Poetry About William Blake, By Nancy Willard


I just stumbled onto Nancy Willard's interesting-sounding book of poems for children by a kind of circuitous route, while researching the illustrators, Alice and Martin Provensen. See, they'd done a sweet and simple version of Robert Louis Stevenson's A Child's Garden of Verses in 1951.

But the illustrations for Willard's 1981 book, A Visit to William Blake's Inn: Poems for Innocent and Experienced Travelers, seem more like their signature 19th century folk-ish style. [Actually, I can only find the covers; there may not be a single picture in there, who knows?]

Willard reimagined the characters of William Blake's poems as guests at an inn, and wrote her own poems about them, a pretty bold move, which paid off in the form of Newberry and Caldecott medals. [Do illustrators resent having their work defaced by big-ass foil medals? A bold illustrator would work a medal-shaped element into her cover art, you know, just in case.]

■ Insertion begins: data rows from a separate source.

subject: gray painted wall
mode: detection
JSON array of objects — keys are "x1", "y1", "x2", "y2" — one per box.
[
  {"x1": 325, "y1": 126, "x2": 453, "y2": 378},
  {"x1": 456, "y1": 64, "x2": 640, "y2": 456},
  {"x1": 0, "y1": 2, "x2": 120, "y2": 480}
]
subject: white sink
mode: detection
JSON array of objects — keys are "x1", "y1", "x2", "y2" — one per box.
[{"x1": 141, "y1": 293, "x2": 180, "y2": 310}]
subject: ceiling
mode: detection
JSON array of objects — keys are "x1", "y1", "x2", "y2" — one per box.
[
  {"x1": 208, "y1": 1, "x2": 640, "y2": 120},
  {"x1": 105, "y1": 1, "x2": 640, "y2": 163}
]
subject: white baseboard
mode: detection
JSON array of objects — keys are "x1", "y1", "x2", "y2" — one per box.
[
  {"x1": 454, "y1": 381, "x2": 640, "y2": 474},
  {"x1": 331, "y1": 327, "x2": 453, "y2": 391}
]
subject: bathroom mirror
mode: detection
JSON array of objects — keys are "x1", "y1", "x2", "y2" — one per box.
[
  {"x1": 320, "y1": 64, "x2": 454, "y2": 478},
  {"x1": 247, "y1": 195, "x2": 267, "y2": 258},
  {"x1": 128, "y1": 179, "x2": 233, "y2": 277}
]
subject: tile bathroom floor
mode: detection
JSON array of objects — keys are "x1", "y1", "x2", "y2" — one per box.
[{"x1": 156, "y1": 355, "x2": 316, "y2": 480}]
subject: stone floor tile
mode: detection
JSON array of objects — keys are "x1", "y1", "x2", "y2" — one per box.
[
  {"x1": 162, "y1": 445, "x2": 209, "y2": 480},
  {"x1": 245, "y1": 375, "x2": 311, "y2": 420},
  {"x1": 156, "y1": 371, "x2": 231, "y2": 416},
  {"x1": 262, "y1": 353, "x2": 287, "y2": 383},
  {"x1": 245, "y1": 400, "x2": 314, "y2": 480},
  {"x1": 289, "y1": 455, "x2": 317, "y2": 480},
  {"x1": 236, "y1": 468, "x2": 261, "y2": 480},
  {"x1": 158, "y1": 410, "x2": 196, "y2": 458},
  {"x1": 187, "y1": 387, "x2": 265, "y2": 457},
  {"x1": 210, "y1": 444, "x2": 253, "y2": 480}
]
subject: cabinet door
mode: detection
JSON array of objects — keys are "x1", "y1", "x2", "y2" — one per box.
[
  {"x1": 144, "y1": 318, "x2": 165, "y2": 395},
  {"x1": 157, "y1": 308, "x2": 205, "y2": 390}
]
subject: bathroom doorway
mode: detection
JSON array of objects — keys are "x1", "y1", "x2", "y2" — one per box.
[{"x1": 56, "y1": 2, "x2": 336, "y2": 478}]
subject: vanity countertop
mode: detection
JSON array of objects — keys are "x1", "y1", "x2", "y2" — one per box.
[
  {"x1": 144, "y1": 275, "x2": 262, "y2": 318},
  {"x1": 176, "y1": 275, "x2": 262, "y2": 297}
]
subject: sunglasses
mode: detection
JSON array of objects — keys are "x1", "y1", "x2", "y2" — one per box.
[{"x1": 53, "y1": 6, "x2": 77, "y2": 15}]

We've been working a bit on finding some good poetry for the kid to soak up; this sounds worth a try. Plus, used copies start at a penny.

Buy Willard and Provensens' A Visit to William Blake's Inn: Poems for Innocent and Experienced Travelers on Amazon for as little as you'd like. [amazon]


This is a great book -- I have a copy from my childhood. I think it might be a bit too old for your daughter or my four-year-old son, though. Sort of like _Old Possum's Book of Curious Cats_. But there is some great poetry out there for young children, including Shel Silverstein (of course!). Also, if you're not opposed to video, try the "Classical Baby" Poetry edition -- wonderful, evocative illustrations of great poetry.

Oh, this was one of my favorite books as a child, and I still enjoy it. I don't think it's at all too old for a preschool-aged child, though - in fact, I've read it to my 3-year-old a few times (actual Blake, though, we'll hold off for a few more years). My daughter also loves A.A. Milne's classic twosome: "When We Were Very Young" and "And Now We Are Six". Another one we've read from and recommend is a 1977 anthology called "The Poetry Troupe" compiled by Isabel Wilner (also starts from $.01 on Amazon!)

My two-and-a-half year old loves the Ogden Nash Custard the Dragon books, we've ordered some out of print ones from the 1970's, and some of the rhymes crack me up even on the 7,000th read: Belinda and winda. Ha.

Since the Caldecott is an award for picture books you can guess it's pretty heavily illustrated.

The University of Michigan Special Collections Library has a lot of the original art and doll house that was put together for this book. They display it with all the other Hopwood Award winner materials pretty regularly (the Hopwood is an award given to students, and has been won by some heavy-hitters, like Arthur Miller). Unfortunately, they don't seem to have any images online.